3. Tighten monitoring of privileged and third-party access. Focus on administrators, developers, vendors, and service accounts with broad reach. Look for behavioral deviations, not just new accounts.
4. Align PQC migration with exposure reality. Use behavioral and data movement telemetry to prioritize which systems, vendors, and use cases migrate first.
5. Prepare regulator-ready evidence. Document not only your cryptography plans, but also how you monitor long-lived data, measure behavioral risk, and enforce risk-adaptive policies.

Why behavior and data lineage need to be the control plane

Most legacy controls see artifacts rather than intent. Traditional DLP sees files and patterns. Identity systems see credentials and groups. Network tools see protocols and ports. Those are useful signals, but they rarely explain why data is moving. In a quantum-aware world, boards and regulators will ask different sets of questions:

• Which data sets would cause the most damage if decrypted in 10 to 20 years?
• Which roles and third parties touch those data sets most frequently?
• Where do those data sets travel once they leave core systems?
• Can you distinguish normal work from staging and quiet exfiltration behavior?
• Can you intervene before a quiet harvest becomes permanent?

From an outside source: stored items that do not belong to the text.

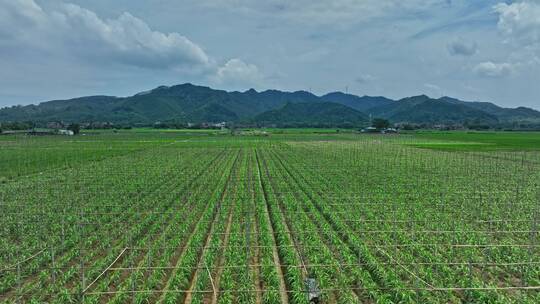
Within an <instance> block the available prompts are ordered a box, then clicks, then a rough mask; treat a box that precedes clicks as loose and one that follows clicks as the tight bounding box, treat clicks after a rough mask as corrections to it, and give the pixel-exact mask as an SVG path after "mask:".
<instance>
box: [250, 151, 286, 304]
mask: <svg viewBox="0 0 540 304" xmlns="http://www.w3.org/2000/svg"><path fill="white" fill-rule="evenodd" d="M255 156H256V159H257V175H258V178H257V179H258V181H259V187H260V188H261V189H262V191H263V197H264V210H265V212H264V216H265V217H266V220H267V221H268V223H272V220H271V219H270V212H269V209H268V198H267V194H266V189H265V188H264V186H263V184H262V173H261V164H260V162H259V156H258V153H257V152H255ZM268 229H269V230H270V233H271V235H272V243H273V244H274V246H272V255H273V256H274V265H276V271H277V273H278V277H279V291H280V296H281V303H287V304H288V303H289V298H288V295H287V285H286V284H285V277H284V275H283V273H284V271H283V269H282V266H281V265H282V264H281V260H280V258H279V254H278V252H277V247H276V246H277V241H276V235H275V232H274V228H273V227H272V225H269V227H268Z"/></svg>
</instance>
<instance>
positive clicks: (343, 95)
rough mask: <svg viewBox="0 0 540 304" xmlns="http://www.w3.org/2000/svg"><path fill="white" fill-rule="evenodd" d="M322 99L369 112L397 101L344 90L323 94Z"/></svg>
mask: <svg viewBox="0 0 540 304" xmlns="http://www.w3.org/2000/svg"><path fill="white" fill-rule="evenodd" d="M321 99H323V100H325V101H329V102H335V103H340V104H342V105H345V106H348V107H350V108H353V109H355V110H358V111H361V112H367V111H369V110H370V109H373V108H376V107H382V106H391V105H393V104H395V103H396V101H394V100H392V99H388V98H386V97H381V96H378V97H372V96H362V97H359V96H356V95H352V94H345V93H342V92H333V93H328V94H326V95H323V96H321Z"/></svg>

Answering those questions requires behavioral context plus lineage. That’s where DTEX is designed to help.

How DTEX supports quantum readiness in financial services

DTEX helps financial institutions reduce HNDL exposure by surfacing risky data movement before it turns into exfiltration, and applying risk-adaptive controls that detect, deter, or disrupt last-mile leakage. With behavioral analytics and data lineage, teams get the context to act early, protect crown jewels, and prove control when it matters most

The bottom line

Quantum computing will force the largest cryptography upgrade in history. For financial services, the more urgent question is how much long-lived sensitive data is already exposed through everyday behavior. Reduce what can be harvested now, and you reduce what can be decrypted later.